Había en esta figura del hombre y del guerrero, un espíritu superior, porque si por una parte un poeta como Casal —espíritu muy fino, muy hecho a los mundos de una poesía hipersensitiva, amarga, trémula, triste— confesaba que era Maceo la persona más simpática que había encontrado aquellas 

semanas de 1890, por otra parte, Máximo Gómez, el guerrero hecho a todas las realidades y asperezas de la campaña, le escribía al médico de Maceo, que cuidaba las heridas que recibiera el Titán en Barajagua: 

«Dile al amigo Maceo que me diga todo que quiere que haga por él, que ¡ojalá! un poco de mi sangre pudiera servirle de bálsamo prodigioso.» Eran los tiempos de la guerra de los diez años. 

SINCERO Y LEAL

«Mi espada y mi último aliento están al servicio de Cuba», le escribía desde Puerto Cortés, a Martí, en 1882. Terminaba la carta: 

«Con un abrazo es de Ud. de corazón su afmo.» y la firmaba con letra segura: «A. Maceo». La carta que escribe a Martí desde Bajo Obispo, Istmo de Panamá, en enero de 1887, hay que leerla con el corazón. Allí está el espíritu del patriota hecho ideario. 

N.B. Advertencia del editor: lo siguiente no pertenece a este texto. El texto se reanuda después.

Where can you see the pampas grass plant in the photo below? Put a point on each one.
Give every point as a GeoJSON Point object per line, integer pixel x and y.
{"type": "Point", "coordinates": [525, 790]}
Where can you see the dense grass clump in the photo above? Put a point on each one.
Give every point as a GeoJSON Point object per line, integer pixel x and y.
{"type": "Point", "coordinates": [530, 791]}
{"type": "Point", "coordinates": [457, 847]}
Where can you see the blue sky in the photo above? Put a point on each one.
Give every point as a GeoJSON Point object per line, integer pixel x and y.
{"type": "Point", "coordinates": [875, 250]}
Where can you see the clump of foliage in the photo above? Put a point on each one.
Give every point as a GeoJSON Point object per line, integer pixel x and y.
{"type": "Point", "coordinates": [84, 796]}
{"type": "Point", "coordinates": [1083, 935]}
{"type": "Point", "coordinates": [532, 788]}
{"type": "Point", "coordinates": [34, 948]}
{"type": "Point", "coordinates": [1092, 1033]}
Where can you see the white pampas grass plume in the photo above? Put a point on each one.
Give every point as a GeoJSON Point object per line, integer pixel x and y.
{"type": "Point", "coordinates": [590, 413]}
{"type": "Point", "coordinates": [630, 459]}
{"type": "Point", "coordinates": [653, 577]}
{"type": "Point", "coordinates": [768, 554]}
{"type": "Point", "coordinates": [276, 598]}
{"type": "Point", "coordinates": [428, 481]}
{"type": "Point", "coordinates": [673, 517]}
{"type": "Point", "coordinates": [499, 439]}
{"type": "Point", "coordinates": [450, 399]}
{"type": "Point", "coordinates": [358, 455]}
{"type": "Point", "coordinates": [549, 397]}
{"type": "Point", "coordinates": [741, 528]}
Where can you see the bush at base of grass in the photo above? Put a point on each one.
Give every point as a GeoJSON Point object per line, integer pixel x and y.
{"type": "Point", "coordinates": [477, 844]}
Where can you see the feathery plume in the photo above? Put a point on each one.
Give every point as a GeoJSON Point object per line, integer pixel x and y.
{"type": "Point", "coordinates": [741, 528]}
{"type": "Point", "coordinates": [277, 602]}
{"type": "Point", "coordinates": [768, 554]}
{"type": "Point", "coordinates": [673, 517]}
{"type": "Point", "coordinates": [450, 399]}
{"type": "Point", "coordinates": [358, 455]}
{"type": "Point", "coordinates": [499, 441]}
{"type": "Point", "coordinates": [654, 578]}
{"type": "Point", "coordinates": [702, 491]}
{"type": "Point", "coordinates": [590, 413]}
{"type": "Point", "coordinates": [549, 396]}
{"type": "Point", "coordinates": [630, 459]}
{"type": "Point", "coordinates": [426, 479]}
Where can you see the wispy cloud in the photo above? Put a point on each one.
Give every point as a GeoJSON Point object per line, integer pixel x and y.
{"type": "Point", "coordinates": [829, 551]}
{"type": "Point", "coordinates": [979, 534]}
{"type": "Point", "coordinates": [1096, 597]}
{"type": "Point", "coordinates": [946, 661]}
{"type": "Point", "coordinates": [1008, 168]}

El epistolario entre estos dos hombres es ejemplar, como fue ejemplar la amistad, el respeto, la devoción mutua. En vano quisieron sembrar cizañas los pequeños espíritus. Son ejemplares las respuestas de Maceo a los 

malintencionados.

Murió el guerrero en una acción que parecía no tener importancia: en la escaramuza de San Pedro, Hoyo Colorado. Había nacido en Oriente y moría en Occidente. Con él cayó el hijo del General en Jefe, Panchito Gómez Toro, al que mucho quería el general Antonio. 

El día de la sorpresa fatal le había confesado Maceo a Miró sus temores por el peligro que corría Panchito a su lado: «Me temo que a este muchacho le peguen un balazo el mejor día: ya le han tocado. 

Y cayeron juntos, como bajo un igual destino, unidos en la sangre, la epopeya, el heroísmo y la estrella de la libertad.